In Europe: European shares retreat as euro zone doubts creep back

8 August 2012

As we edge closer to the end of 2012, which mantra seems more accurate; ‘extreme caution’ or ‘cautious optimisim?’

European shares inched lower on Wednesday, falling back from more than four-month highs hit in the previous session, with some investors doubtful euro zone policymakers were really any nearer to resolving the region’s debt crisis.

European stocks have soared since ECB President Mario Draghi said two weeks ago the central bank was “ready to do whatever it takes” to preserve the euro, raising expectations of bold moves to help lower borrowing costs for debt-laden Spain and Italy.

Since Draghi’s comments, the FTSE 100 has gained 6.2 percent, the DAX has surged 8.8 percent and the CAC has soared 12 percent.

But the FTSEurofirst 300 went into retreat on Wednesday, shedding 0.3 percent to 1,091.13 points by 1141 GMT, having closed up 0.8 percent at 1,094.19 points on Tuesday, its highest closing level since March 19.

“We’re certainly sceptical about the ability of the authorities to really make big changes in the euro zone landscape,” said Richard Batty, strategist at Standard Life Investments.
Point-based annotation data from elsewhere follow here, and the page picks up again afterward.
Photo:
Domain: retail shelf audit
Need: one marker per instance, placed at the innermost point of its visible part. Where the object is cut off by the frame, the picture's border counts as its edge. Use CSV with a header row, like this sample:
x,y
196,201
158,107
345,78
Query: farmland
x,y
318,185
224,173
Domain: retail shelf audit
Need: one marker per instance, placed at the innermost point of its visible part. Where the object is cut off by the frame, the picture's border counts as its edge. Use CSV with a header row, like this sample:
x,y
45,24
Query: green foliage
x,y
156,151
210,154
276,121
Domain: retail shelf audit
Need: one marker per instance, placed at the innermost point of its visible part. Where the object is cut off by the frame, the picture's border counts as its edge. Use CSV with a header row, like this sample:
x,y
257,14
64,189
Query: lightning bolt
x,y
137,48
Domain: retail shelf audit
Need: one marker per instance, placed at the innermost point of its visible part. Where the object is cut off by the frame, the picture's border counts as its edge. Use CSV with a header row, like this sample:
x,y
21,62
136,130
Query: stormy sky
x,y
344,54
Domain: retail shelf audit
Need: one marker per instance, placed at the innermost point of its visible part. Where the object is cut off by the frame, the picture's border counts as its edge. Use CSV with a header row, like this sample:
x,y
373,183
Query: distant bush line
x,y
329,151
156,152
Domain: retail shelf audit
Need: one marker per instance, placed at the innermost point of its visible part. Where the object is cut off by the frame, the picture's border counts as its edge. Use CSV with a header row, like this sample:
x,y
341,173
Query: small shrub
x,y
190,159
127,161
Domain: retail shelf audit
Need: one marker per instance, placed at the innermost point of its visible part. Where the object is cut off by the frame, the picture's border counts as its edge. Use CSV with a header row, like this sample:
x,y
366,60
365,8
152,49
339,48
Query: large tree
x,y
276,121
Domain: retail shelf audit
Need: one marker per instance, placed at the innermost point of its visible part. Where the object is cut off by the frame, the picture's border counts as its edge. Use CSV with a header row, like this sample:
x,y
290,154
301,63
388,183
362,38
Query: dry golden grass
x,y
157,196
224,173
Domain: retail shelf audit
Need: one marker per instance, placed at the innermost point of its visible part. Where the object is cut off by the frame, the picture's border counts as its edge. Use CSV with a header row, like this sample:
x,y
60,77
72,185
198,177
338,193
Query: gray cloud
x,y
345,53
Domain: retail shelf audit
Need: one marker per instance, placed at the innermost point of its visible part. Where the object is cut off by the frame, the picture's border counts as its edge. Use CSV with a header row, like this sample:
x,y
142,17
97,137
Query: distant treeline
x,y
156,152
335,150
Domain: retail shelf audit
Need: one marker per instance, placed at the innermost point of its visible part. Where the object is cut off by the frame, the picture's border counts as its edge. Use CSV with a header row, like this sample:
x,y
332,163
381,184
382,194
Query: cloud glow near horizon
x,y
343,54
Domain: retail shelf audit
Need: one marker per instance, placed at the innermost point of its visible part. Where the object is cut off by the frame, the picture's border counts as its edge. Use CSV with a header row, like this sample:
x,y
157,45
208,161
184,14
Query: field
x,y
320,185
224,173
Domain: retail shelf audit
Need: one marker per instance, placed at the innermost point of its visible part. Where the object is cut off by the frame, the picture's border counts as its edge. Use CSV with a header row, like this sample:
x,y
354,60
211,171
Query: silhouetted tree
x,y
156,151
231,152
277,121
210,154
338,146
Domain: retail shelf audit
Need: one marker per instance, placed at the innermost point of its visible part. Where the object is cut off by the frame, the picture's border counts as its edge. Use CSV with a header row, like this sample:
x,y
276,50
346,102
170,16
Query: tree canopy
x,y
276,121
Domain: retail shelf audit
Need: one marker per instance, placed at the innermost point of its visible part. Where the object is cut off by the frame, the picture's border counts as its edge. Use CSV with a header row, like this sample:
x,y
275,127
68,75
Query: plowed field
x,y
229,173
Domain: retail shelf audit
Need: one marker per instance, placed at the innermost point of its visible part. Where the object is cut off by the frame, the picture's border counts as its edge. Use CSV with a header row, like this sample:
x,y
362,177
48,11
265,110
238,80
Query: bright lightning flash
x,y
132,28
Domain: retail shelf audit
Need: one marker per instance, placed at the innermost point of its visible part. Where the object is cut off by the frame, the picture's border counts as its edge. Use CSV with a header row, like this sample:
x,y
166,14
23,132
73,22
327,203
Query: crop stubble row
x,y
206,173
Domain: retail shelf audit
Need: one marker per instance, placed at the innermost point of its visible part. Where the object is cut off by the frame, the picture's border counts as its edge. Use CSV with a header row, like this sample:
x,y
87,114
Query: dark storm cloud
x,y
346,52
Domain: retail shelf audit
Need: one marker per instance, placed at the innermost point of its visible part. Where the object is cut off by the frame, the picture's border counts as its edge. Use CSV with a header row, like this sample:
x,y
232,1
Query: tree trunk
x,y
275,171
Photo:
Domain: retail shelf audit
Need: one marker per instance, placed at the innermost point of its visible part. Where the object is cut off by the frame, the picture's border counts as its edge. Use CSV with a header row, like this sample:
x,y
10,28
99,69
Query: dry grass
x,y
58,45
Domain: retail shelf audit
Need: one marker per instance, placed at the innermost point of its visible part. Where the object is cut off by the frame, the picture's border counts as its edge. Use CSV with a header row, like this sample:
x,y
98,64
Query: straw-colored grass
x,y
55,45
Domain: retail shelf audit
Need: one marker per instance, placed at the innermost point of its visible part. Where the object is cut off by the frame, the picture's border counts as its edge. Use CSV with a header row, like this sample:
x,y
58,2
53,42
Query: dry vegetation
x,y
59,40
“I think this is just one of those days where the market is coming more round to a more sceptical view of whether they can achieve what they need to achieve given how poor these economies are, and how difficult it is to make the fiscal and structural adjustments to make them more competitive.”
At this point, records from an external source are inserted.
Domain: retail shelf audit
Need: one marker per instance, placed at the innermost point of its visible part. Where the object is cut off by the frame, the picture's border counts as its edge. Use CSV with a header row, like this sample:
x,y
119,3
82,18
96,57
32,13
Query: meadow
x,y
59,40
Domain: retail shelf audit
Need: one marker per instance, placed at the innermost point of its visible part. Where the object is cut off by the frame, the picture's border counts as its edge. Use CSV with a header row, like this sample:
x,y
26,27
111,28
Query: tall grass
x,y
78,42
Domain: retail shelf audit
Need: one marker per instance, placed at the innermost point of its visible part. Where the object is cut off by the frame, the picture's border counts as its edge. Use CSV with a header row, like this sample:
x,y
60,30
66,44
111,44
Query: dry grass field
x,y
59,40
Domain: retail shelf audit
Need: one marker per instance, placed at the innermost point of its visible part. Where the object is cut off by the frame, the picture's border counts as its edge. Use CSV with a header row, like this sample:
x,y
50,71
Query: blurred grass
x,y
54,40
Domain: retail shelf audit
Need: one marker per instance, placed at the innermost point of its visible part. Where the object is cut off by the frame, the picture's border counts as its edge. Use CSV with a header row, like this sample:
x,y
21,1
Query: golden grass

Paul Kavanagh, a partner at Killik & Co, was also cautious.

“Having had quite a strong run-up we’re not looking to chase the market too hard in the very near term,” he said.

“We’re long on promise, short on facts at the moment, so in order to make a more considered medium-term view, we need to see more tangible facts around these promises.”

Markets remained hopeful that the Bank of England will announce further bond purchases to stimulate the flagging British economy before it finishes its current round of asset buying in November.

The BoE sharply cut its forecast for medium-term economic growth on Wednesday due to worries that factors that have weighed on the British economy since the financial crisis may be more long-lasting than first thought.

On Tuesday, Boston Fed Bank President Eric Rosengren said the central bank should launch another bond-buying programme of whatever size and duration is necessary to get the economy back on its feet.

Meanwhile, Fed Chairman Ben Bernanke said on Tuesday the U.S. economic recovery was still fragile, and that low interest rates were necessary to promote stronger growth and bring down unemployment.

Standard Chartered clawed back some of its losses, up 8.1 percent to top the FTSEurofirst 300 leader board, having dived 16.4 percent on Tuesday in hefty volume after New York’s top bank regulator accused the UK bank of hiding $250 billion in transactions tied to Iran, in violation of U.S. law.

“Expect further volatility – and this may not be the last of it for the banking sector; another skeleton seems to come out of the closet every other week,” Manoj Ladwa, head of trading at TJ Markets, said.

The Standard Chartered news came hot on the heels of the Libor interest rate rigging scandal, which has embroiled Barclays and Royal Bank of Scotland among others, and after global peer HSBC apologised over a drug money laundering report by the U.S. Senate.

Standard Chartered went ex-dividend on Wednesday, limiting some of its gains. Trading volume in Standard Chartered stood at three and a half times its 90-day daily average, compared with the FTSEurofirst 300 at 35 percent of its 90-day daily average.

Rio Tinto was another solid gainer, ahead 2.8 percent after the global miner said it would stick to its $16 billion spending plan for the year, even as weaker prices dragged first half profits 34 percent lower.

Fellow basic resource stocks also advanced, up 1.0 percent, ahead of a slew of data from top metals consumer China this week which should paint a clearer picture on the extent to which it has been hit by softness in its export markets.